The study shows that postoperative complications increased costs for bariatric surgery. For those who experienced complications, the average cost climbed from $25,000 per patient to $37,000. For those who were readmitted to the hospital for complications, the total bill averaged $65,000.
The recent study and many others that preceded it have elicited strong objections from leaders in the field of bariatric surgery, who have called them outdated, shoddy, and unnecessarily alarming.

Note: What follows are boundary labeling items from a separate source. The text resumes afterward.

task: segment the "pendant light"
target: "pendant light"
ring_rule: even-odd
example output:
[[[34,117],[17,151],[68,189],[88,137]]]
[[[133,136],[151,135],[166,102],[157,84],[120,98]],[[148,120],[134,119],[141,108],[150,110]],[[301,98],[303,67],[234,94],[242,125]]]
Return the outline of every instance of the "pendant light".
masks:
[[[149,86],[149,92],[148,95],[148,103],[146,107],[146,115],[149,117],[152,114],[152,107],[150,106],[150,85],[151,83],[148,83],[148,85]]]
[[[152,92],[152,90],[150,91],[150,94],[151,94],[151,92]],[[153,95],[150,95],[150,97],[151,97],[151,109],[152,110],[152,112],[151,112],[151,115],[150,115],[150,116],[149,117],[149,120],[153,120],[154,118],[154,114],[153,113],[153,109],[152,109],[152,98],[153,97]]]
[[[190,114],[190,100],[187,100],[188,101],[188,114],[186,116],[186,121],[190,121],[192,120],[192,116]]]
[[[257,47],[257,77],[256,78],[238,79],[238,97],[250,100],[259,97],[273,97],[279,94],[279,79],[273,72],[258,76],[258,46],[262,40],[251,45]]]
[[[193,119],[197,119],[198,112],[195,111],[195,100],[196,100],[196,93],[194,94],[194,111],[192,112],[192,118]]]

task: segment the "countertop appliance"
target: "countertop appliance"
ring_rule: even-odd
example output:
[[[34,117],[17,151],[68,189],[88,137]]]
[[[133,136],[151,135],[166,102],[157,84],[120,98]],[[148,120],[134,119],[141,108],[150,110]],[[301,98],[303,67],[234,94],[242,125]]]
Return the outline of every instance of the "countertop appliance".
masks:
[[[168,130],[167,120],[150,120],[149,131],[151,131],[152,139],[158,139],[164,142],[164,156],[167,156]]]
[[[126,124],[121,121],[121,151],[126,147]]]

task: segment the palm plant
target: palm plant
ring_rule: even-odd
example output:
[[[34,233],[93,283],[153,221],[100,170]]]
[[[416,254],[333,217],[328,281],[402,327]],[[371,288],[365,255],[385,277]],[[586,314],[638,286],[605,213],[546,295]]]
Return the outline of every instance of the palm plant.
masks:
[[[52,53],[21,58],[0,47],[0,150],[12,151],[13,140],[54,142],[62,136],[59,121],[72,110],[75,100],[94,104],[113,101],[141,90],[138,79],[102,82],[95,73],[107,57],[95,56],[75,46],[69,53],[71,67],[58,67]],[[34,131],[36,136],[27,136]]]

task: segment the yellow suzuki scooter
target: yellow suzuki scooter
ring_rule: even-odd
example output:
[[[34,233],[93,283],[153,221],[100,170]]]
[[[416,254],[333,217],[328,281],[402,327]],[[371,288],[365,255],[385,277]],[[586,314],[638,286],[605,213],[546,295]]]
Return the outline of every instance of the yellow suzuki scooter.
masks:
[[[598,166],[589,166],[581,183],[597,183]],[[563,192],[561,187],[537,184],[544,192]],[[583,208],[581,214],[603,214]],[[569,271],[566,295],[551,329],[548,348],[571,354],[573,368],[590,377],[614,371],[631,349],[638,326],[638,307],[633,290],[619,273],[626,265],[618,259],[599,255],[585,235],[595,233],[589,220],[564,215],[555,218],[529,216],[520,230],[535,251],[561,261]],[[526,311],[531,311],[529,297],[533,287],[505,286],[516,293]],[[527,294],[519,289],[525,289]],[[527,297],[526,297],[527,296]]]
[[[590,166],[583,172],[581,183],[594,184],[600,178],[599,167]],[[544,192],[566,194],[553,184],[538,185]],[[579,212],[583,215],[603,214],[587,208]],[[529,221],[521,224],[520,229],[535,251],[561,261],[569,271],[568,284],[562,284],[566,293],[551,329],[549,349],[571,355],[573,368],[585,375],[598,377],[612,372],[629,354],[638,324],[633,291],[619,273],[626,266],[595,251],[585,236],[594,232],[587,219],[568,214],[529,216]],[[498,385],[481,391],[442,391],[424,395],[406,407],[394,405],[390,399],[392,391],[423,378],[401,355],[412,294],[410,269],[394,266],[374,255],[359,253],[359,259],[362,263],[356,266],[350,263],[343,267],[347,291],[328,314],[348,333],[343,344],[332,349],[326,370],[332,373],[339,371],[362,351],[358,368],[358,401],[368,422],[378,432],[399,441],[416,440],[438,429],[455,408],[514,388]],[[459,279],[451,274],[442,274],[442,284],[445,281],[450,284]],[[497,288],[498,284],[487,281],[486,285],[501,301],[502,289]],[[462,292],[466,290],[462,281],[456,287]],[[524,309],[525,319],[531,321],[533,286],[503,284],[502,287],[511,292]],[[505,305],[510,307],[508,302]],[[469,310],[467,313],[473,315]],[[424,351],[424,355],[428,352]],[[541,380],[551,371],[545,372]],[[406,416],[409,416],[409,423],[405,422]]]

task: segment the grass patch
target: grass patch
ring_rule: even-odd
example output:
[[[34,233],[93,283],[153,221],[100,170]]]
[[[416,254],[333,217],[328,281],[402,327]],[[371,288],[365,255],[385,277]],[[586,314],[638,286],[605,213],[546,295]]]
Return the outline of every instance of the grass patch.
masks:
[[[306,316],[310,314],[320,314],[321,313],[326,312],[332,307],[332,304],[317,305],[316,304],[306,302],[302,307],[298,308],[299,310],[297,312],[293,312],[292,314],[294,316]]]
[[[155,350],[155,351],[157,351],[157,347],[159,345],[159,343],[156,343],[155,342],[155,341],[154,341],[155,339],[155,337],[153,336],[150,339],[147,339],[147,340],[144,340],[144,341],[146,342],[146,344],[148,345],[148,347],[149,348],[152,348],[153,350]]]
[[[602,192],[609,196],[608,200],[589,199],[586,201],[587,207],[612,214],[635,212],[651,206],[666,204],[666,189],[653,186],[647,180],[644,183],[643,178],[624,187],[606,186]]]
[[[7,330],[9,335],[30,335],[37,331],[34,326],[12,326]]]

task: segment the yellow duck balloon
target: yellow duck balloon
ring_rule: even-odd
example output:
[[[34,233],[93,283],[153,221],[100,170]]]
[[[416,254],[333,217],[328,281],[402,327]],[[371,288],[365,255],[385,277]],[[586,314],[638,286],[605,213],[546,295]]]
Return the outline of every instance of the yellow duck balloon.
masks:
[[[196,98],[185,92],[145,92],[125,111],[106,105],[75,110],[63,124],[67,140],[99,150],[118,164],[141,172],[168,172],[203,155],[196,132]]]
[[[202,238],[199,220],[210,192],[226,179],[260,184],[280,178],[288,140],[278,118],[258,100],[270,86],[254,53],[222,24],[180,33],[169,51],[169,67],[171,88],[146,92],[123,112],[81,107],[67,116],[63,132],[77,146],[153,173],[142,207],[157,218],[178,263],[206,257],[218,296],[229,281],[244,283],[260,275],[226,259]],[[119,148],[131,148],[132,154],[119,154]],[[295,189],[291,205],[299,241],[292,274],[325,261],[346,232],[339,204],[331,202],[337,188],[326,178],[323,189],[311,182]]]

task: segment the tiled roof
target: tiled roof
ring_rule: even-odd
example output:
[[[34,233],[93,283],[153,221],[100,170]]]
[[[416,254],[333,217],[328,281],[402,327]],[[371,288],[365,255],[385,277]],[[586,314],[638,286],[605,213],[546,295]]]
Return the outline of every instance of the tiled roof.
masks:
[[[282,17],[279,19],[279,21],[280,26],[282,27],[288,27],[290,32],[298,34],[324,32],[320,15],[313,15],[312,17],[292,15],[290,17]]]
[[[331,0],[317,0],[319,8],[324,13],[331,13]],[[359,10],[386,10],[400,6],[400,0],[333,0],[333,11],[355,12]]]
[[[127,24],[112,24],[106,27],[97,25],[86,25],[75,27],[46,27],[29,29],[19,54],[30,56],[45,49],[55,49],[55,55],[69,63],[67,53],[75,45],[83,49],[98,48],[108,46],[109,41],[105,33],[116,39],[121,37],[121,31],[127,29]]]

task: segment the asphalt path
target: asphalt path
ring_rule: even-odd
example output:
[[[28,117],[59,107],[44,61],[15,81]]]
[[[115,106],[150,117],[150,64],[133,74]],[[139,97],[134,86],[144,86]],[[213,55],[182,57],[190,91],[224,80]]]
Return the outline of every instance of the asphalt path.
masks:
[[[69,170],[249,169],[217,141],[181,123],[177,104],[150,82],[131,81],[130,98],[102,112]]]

According to Harvey Sugerman, MD, in Richmond, VA—who chairs a new committee established by the American Society for Bariatric Surgery to accredit centers and surgeons performing the procedures—during the period studied, techniques for the surgery required large, open incisions, which increased the risk of postoperative complications than with the newer, laparoscopic techniques that account for most bariatric surgeries. During the same period, Sugerman says, more bariatric surgeries were done by physicians who were inadequately trained or who did not perform these operations frequently. Sugarman also complained that, by using insurance claims and billing documents to collect its medical data, the government study overcounted, miscounted, and mischaracterized postoperative complaints.
“The latest study gives more ammunition to health insurers to say we shouldn’t cover this,” says Sugerman. “It’s unfortunate because in the right hands, this surgery is lifesaving.”